Menurut Idham, masalah ketimpangan bisa disaksikan dalam hal penguasaan aset produktif nasional. Hanya 0,2 persen penduduk negeri ini menguasi 56 persen aset nasional yang sebagian besar dalam bentuk tanah. Ketimpangan juga berlangsung di sektor kehutanan. Sampai kini sekitar 17,38 juta hektar diberikan kepada 248 perusahaan dalam bentuk izin usaha pengusahaan hasil hutan dan kayu (IUPHHK) dan 8,8 juta hektar untuk hutan tanaman industri (HTI). Sekitar 15 juta hektar untuk hak guna usaha (HGU) bidang perkebunan.

Ketimpangan agraria juga ditunjukan dengan 35 persen daratan Indonesia dikuasai 1.194 pemegang kuasa pertambangan, 341 kontrak karya pertambangan, dan 257 kontrak pertambangan batu bara. Ironisnya, terjadi peningkatan jumlah petani kecil. Badan Pusat Statistik (BPS) mencatat, pada periode 1993-2003, jumlah petani gurem meningkat dari 10,8 juta menjadi 13,7 juta orang.

Idham menyodorkan kondisi getir petani Indonesia. Dari total 28 juta rumah tangga petani (RTP) di Indonesia, terdapat 6,1 juta RTP di Jawa yang tidak memiliki lahan sama sekali dan 5 juta RTP tak bertanah di luar Jawa. Bagi mereka yang memiliki lahan, rata-rata pemilikannya hanya 0,36 hektar.

Rentetan kasus konflik agraria pun hanyalah puncak gunung es dari persoalan agraria yang hingga kini tidak pernah terselesaikan pemerintah. Dari catatan KPA, di tahun 2011 saja tercatat 163 konflik agraria di seluruh Indonesia, yang melibatkan 69.975 keluarga dengan luasan areal konflik mencapai 472.048,44 hektar. Tahun 2011, warga yang tewas akibat konflik agraria mencapai 22 orang. Dibandingkan tahun sebelumnya, jumlah konflik dan warga yang tewas meningkat tajam. Tahun 2010 terdapat 106 konflik agraria dengan tiga korban jiwa.

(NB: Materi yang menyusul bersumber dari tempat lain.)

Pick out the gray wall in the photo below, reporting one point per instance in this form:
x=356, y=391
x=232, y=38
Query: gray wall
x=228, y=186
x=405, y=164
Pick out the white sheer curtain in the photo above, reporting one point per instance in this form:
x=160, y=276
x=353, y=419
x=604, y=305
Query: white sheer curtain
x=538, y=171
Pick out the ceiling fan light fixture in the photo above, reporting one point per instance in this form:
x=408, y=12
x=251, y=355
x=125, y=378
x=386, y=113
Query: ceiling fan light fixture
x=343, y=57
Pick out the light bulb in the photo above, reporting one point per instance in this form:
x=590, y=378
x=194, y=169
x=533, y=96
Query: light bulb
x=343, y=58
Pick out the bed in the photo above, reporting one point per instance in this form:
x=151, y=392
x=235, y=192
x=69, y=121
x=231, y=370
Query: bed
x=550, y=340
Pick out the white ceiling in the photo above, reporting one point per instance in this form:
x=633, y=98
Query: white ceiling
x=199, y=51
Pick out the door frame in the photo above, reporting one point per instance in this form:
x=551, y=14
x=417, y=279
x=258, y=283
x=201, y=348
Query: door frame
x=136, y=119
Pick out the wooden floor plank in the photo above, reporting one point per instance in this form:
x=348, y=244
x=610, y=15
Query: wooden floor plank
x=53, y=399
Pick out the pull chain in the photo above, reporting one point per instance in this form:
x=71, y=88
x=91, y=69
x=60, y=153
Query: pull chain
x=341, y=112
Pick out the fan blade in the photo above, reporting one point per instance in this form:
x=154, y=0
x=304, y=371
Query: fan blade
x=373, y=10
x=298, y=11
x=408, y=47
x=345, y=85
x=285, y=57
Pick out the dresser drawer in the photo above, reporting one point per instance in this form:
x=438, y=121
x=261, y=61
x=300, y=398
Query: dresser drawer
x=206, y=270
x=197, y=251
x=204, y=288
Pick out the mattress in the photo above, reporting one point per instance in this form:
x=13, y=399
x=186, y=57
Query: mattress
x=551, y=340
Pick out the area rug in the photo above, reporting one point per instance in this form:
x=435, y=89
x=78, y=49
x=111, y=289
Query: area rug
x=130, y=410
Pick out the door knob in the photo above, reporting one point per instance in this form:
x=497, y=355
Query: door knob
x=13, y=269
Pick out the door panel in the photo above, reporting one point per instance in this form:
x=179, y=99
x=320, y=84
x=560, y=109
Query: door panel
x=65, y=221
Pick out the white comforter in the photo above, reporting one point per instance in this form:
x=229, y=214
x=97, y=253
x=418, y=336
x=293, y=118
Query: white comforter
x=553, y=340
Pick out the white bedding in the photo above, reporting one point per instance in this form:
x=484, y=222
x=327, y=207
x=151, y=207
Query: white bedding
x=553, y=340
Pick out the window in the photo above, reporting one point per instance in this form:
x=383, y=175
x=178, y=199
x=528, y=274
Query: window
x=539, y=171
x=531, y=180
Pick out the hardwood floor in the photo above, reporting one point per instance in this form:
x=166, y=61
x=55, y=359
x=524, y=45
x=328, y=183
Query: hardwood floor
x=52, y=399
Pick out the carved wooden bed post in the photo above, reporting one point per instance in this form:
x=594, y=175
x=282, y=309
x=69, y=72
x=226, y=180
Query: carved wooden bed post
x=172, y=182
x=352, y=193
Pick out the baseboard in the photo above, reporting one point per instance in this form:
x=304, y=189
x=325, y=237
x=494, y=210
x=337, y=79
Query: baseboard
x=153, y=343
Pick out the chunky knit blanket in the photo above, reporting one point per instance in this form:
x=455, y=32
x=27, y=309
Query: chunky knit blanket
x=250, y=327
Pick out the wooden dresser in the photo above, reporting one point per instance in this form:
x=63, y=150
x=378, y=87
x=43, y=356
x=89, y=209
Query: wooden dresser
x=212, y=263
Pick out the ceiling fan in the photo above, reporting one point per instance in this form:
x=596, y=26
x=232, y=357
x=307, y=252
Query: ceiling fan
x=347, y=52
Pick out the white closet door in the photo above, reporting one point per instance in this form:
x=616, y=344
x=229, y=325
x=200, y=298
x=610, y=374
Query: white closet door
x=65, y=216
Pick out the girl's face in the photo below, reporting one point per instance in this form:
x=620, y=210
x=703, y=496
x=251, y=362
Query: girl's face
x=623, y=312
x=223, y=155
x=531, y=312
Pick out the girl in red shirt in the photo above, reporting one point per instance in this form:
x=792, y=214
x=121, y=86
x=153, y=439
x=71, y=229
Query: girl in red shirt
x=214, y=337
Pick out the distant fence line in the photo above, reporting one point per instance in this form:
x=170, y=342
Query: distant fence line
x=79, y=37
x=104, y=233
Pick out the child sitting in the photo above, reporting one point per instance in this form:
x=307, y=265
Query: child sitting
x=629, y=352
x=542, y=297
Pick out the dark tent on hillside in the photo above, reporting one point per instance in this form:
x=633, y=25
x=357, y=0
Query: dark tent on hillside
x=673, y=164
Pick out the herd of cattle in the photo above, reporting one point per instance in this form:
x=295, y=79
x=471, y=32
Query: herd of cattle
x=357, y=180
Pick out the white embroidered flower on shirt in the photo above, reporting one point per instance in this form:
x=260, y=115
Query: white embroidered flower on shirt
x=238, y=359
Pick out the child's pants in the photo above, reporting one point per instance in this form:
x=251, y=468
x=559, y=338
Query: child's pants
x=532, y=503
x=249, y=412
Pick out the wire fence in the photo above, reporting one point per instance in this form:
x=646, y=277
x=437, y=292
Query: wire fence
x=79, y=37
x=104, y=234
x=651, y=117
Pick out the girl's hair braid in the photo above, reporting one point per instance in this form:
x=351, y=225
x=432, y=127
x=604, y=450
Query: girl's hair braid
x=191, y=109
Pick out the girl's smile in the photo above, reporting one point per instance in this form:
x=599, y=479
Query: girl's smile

Iwan Nurdin dari KPA pun melacak eskalasi konflik agraria yang meningkat pasca pengesahan UU Nomor 25 Tahun 2007 tentang Penanaman Modal. Begitu UU itu disahkan, investasi yang paling banyak masuk ke negeri ini adalah perkebunan dan pertambangan. Tahun 2008-2009 bisa dikatakan sebagai tahun pengurusan izin oleh investor. Tahun 2010 tahapannya negosiasi dengan masyarakat, sosialisasi pemerintah daerah (pemda), kepada rakyatnya soal investor yang masuk ke daerah.

”Tahun 2011 saatnya rakyat memakai instrumen demokrasi untuk menolak. Mereka melapor ke Komisi Nasional Hak Asasi Manusia (Komnas HAM) dan ke DPR,” kata Iwan. Tanpa upaya tegas melaksanakan pembaruan agraria, konflik yang lebih besar terjadi di masa mendatang.